For those of you that are already experts in physics and engineering, you will most likely find this blog a bit elementary for you.   Nonetheless, I’m writing it because I routinely get asked questions similar to this one on a daily basis. Many see a bit of contradiction.  For example, the stars in the sky are clearly very far away and millions of light-years and the visible and non-visible radiation still seem to make it all the way to us on earth, yet it seems that some radios die out quickly even when there aren’t any obstacles in the path.So the short answer is that all of these waves, unless they run into something and get absorbed or scattered will theoretically go on forever at the speed of light.   However, it is important to look at the relative energy of these waves.   One of the key laws to the world of physics is the conservation of energy.  There is a fixed amount of energy in the universe - you can’t make more, you can’t get rid of it, but you can change it from one form to another.   Of course for most of you, this will cement the fact that these electromagnetic waves, unless they run into something will go on forever.  And while we know that there is lots of stuff out there in the universe, it sure appears that there is a whole lot of empty space.  Obviously that doesn’t tell the whole story.

Drop a pebble into a pool of water, the wave will extend away from the point of impact in a nice circle.
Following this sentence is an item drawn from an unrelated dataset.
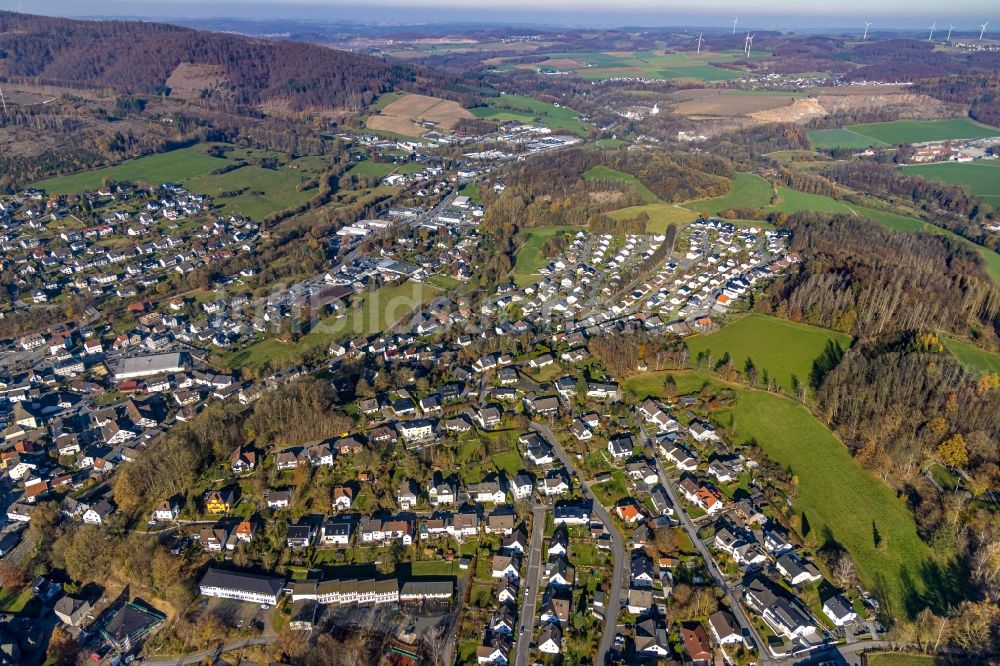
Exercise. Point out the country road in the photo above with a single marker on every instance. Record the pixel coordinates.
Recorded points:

As the wave gets farther from the center, the circle obviously gets bigger. In getting bigger, the energy in the wave is spread out over an ever expanding area. For the sake of the discussion, we will assume there is no impact to due to external forces so the energy of the whole wave remains the same.  If we had an infinitely large pond of perfectly still water with a constant depth, the wave resulting from the pebble would technically go on forever in all directions.  However, in doing so the magnitude (e.g. size) of the wave would get smaller.   Unfortunately, the stone in water example is only two-dimensional.  Electro-magnetic waves operate in three dimensions so we need to extend the metaphor a bit.

When we look at an ideal radiator of electromagnetic waves, we need to think isotropically.  This means waves extending out equally in all directions from a point (a.k.a. a sphere).   A good example might be a star like our very own sun.   Just like the circle in the water, the electromagnetic energy spreads as the wave gets farther away, just like the surface area of a sphere.  From our basic geometry we know that the surface area of a sphere of radius r is 4πr² ; hence as we get farther from the transmitter, the power in the waves get “stretched” accordingly meaning that the resulting strength of the signal at any point is INVERSELY proportional to the square of the distance (r)  from the transmitter (1 / 4πr²).    It gets very small, very quickly, but never really gets to zero.     This is often referred to as an inverse square law - as you know, gravity also works this way.